Take heart. This grind of a course just got a lot easier. The $1.35 trillion tax cut President Bush signed last week may be loaded with numbing nuances on a broad range of tax fronts. But on the issue of saving for college, it's perfectly clear: so-called 529 plans, which allow tax-free withdrawals for college expenses, are a no-brainer for just about everyone.
Named after a section of the tax code, 529 plans are run by the states, and soon all 50 will have a version. These plans are open to everyone. Contributions are often deductible at the state level, and you can sock away as much as $250,000 per child. The plans are so popular that fund company American Century, one of the first to offer a tailored college-savings vehicle, scrapped its once popular program last year in favor of Learning Quest, a national 529 plan run through Kansas.

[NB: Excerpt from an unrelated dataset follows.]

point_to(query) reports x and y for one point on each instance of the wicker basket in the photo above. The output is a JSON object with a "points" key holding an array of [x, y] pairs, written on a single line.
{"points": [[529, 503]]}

Yes, 529 plans reduce chances of getting financial aid, some charge high fees, and there is a penalty if you don't use the money for tuition, books or room and board. No, you don't have a lot of control over how the money is invested. Yet look at the upside: you retain total control over the money--unlike that in a custodial account, which becomes the property of your child at age 18 or 21. Better still, the savings have always grown tax-deferred before being taxed at the child's rate upon withdrawal. And here's great news: starting next year, there's no tax on withdrawals, tipping the scales in favor of 529 plans for most people.
Fund company T. Rowe Price found that the same $5,000 yearly investment by a taxpayer in the 28% bracket over 18 years resulted in total savings of $287,704 in a new 529 plan, $250,157 in a custodial account (under the Uniform Gift to Minors Act) and $224,527 in a taxable account, based on a 10% rate of return. The gap narrows over shorter durations. After just five years, the same investment produces $38,520 in a 529 plan, $37,368 in a custodial account and $34,587 in a taxable account.
If you have just a few years, 529 plans may not be best, given their relative inflexibility. Go with a taxable account invested in a broad stock index. That enhances your ability to get college aid and to use the Lifetime Learning and Hope Scholarship credits freely. It also puts you in full control of your money. But for early starters, you can't beat the new 529 plans, which make it even easier now to move assets among extended family members.
Note that Congress can giveth--and taketh. Critics view the new provision as a freebie to the rich and charge that the easy money will lead exclusive universities to raise rates, putting the very best education further out of reach. So the tax-free nature of 529s may not last. But don't let that stop you. Saving somewhere--anywhere--is the key to passing this class.